En dibi gördüm dediği şey bu muydu yani?

"Yani o video-"

"Olabilir. Kimse görmedi çünkü."

"Peki bu adama n'oldu?"

"Söylentiler yüzünden ailesi Chan'ı okuldan almış ve bu adam aylar sonra bir öğrencisini taciz ettiği için tutuklanmış."

"Peki ya... Chan?"

"Bilmem."

Bu kadarı çok fazla. Asla böyle bir şey yapamam. Asla o videoyu ortaya çıkaramam.

"Aramayın artık."

"Bende bunu soracaktım."

"Yine de size yemek ısmarlayacağım tamam mı? Çok uğraştınız, teşekkür ederim."

"Rica ederiz."

Bu dakikadan sonra normal konuşmamız biraz zordu. Birkaç ders sonra yapabildiğimiz kadar sindirip tekrar eskisi gibi konuşmaya başlardık.

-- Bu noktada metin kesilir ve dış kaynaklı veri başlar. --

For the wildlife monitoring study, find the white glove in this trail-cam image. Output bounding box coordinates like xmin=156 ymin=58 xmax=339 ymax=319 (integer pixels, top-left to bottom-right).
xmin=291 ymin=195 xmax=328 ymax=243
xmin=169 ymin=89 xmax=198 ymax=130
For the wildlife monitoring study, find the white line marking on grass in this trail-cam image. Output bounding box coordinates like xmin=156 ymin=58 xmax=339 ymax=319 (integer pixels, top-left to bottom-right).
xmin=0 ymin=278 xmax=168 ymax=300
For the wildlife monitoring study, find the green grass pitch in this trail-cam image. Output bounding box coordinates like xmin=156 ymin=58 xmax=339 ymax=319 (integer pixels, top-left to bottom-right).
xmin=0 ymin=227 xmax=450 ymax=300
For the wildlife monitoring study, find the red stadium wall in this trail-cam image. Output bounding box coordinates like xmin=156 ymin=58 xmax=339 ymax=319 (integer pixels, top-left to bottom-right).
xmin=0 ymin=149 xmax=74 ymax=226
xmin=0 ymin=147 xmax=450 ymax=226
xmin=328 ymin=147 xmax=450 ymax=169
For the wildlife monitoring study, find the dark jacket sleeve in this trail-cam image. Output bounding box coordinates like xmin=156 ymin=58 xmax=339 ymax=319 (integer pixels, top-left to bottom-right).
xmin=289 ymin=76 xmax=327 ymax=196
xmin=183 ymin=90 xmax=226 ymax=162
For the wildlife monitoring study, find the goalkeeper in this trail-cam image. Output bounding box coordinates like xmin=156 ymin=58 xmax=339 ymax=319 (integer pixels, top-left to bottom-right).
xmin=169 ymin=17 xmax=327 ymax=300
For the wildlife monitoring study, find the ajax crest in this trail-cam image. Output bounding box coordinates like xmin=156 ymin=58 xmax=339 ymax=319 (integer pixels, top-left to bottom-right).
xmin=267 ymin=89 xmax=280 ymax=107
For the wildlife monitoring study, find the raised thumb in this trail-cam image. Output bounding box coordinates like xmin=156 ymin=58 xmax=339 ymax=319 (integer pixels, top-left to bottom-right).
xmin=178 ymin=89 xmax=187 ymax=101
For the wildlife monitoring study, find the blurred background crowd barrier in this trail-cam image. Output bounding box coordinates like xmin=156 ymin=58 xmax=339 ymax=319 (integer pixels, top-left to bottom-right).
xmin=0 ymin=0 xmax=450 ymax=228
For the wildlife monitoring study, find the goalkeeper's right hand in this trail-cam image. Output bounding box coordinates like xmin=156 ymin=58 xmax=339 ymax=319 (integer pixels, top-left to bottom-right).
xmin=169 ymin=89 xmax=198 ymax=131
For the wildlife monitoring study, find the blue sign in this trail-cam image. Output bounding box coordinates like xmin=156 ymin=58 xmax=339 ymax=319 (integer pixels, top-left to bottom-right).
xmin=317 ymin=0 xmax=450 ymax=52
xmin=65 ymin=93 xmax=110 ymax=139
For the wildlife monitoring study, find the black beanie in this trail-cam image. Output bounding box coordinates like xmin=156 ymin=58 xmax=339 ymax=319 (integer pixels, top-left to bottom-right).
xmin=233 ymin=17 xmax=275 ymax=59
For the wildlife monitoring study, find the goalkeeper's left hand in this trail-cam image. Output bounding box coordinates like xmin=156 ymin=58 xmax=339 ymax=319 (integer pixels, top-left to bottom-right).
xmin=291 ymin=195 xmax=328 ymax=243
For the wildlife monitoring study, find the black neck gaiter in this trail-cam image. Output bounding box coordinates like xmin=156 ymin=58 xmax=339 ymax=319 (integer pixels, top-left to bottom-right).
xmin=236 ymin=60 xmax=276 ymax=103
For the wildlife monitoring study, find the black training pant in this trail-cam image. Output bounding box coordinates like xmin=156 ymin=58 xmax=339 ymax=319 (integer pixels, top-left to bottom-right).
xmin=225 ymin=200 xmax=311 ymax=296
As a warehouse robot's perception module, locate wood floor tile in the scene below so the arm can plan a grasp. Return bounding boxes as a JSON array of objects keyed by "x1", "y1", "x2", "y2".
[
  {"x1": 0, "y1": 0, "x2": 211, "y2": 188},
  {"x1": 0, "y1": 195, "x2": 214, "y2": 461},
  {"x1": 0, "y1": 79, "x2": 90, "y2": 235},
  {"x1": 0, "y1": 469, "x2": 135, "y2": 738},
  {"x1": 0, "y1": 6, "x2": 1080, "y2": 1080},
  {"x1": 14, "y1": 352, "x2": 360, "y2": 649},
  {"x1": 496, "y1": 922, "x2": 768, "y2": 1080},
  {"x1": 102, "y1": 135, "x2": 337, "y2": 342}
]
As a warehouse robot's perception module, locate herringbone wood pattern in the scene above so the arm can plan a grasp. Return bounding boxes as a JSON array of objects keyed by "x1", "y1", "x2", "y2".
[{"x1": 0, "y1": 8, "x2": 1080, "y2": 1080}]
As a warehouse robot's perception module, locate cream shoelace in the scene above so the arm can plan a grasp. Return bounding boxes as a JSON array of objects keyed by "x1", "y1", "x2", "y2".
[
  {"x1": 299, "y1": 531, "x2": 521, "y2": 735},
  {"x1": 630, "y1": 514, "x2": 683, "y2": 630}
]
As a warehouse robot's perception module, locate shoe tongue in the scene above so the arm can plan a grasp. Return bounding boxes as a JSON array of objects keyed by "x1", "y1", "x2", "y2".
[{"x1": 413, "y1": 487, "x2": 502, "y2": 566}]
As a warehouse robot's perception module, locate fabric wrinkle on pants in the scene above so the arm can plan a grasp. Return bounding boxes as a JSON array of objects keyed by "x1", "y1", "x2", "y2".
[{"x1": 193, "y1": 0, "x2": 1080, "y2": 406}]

Sonuçta kesin değildi değil mi? Belki de başka bir şey yüzünden Chan'ı okuldan almışlardı. O video başka bir videoydu.

Böyle olmalı, yoksa ailesi şikayet ederdi. O adam aylar sonra başka bir öğrenci yüzünden değil bu sebeple hapse girerdi.

Ondan intikam almalı mıyım? Bu şekilde olmasa da taciz edilmiş olabilir. Belki de bu yüzden garip bir ruh halindedir. Belki de ailesine hiçbir şey söylemediği için-
Hayır. Böyle bir şey yaşasaydı söylerdi değil mi? İçinde tutmazdı, tutmamalı. Söylemeliydi, bağırmalıydı! Yapardı böyle. Ailesi de ona destek çıkardı.

Her şeyi siktir et! Artık bir önemi yok. Bu kadar ileri gitmemeliydim. Bu yaptığım onu rahatsız eder mi?

Öfkeli hissediyorum. Bu iğrenç! Bir insan bir çocuğa nasıl bunu yapabilir ki? Eğer böyleyse Chan'ın her şeyi yapmaya hakkı var. Doğru olan şeyin ne olduğunu bilmiyorum ama benimle uğraşmak kafasını dağıtıyorsa uğraşsın. Keşke ona yardım edebilsem. Şimdi ona sıkıca sarılmak istiyorum.

---

"Aklındaki şey her neyse, patladı galiba."

"Hı?"

"O kadar sinirli bakmıyorsun."

"Evet, patladı."

"Ne o?"

"Ne ne?"

"Sinirli veya korkmuş gibi bakmıyorsun. Acınası... Görünüyorsun. Şimdi de benim için üzülmeye mi başladın?"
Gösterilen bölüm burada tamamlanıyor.